A good starting point might be a common type of pre-retirement goal for many folks – funding education for children or buying a vacation home or other similar action. What most clients understand is that their tax advantaged assets – such as a company 401(k) plan or IRA – are intended for retirement and carry with them the likelihood of tax penalties in the event of early withdrawals. Clearly, these accounts should probably not be considered when funding most pre-retirement goals such as children’s education or big-ticket items like a second home. Similarly, an illiquid asset such as restricted stock or mortgaged real property might be a non-starter here.
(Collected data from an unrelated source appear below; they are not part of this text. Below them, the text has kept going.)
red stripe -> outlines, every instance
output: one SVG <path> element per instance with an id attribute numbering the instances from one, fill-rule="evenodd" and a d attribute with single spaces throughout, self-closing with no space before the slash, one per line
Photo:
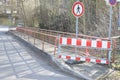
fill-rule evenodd
<path id="1" fill-rule="evenodd" d="M 107 42 L 107 48 L 110 48 L 110 41 Z"/>
<path id="2" fill-rule="evenodd" d="M 66 57 L 66 59 L 71 59 L 71 56 L 65 56 L 65 57 Z M 59 55 L 59 58 L 62 58 L 62 55 Z M 76 57 L 75 60 L 80 61 L 81 58 L 80 58 L 80 57 Z M 91 62 L 91 58 L 87 57 L 87 58 L 85 59 L 85 61 L 86 61 L 86 62 Z M 100 60 L 100 59 L 96 59 L 96 63 L 101 63 L 101 60 Z M 102 64 L 102 63 L 101 63 L 101 64 Z M 105 64 L 109 64 L 109 61 L 106 60 L 106 63 L 105 63 Z"/>
<path id="3" fill-rule="evenodd" d="M 91 40 L 87 40 L 87 47 L 91 47 L 91 43 L 92 43 L 92 41 Z"/>
<path id="4" fill-rule="evenodd" d="M 100 59 L 96 59 L 96 63 L 101 63 L 101 60 Z"/>
<path id="5" fill-rule="evenodd" d="M 16 30 L 19 30 L 19 28 L 17 27 Z"/>
<path id="6" fill-rule="evenodd" d="M 71 59 L 71 56 L 66 56 L 66 59 Z"/>
<path id="7" fill-rule="evenodd" d="M 80 57 L 76 57 L 76 60 L 77 60 L 77 61 L 80 61 Z"/>
<path id="8" fill-rule="evenodd" d="M 62 55 L 59 55 L 59 58 L 62 58 Z"/>
<path id="9" fill-rule="evenodd" d="M 77 46 L 81 46 L 81 39 L 77 39 Z"/>
<path id="10" fill-rule="evenodd" d="M 97 41 L 97 48 L 102 48 L 102 41 Z"/>
<path id="11" fill-rule="evenodd" d="M 109 64 L 109 61 L 108 61 L 108 60 L 106 60 L 106 64 Z"/>
<path id="12" fill-rule="evenodd" d="M 90 62 L 90 58 L 86 58 L 86 62 Z"/>
<path id="13" fill-rule="evenodd" d="M 71 45 L 71 43 L 72 43 L 72 39 L 71 38 L 67 38 L 67 44 Z"/>
<path id="14" fill-rule="evenodd" d="M 62 38 L 60 38 L 60 44 L 62 44 Z"/>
What a client should have lined up for this type of expected goal is either an account established specifically for the goal, like a Section 529 plan for higher education, or a highly liquid taxable (or tax exempt) account such as certificates of deposit or unleveraged brokerage accounts. These types of accounts typically allow the client easy access when it is time to disburse funds for the goal and without either outright prohibition or extra costs such as tax penalties or excessive sales commissions.
Where financial planners and clients may fall short in their planning is where they look at the balance sheet and see substantial and sufficient values to cover goals but fail to understand whether those values are actually readily available at the time they will be needed. Of course, in some cases, illiquid assets might be used as security for a loan to cover the goal, with the expectation that subsequent cash inflows will allow the client to service and retire the loans.
The point is that your financial plan should consider the best method of paying for different types and timing of goals and not simply assume that because you have assets there won’t be any issues with covering those goals. This type of advice can make a good financial adviser a real asset to clients.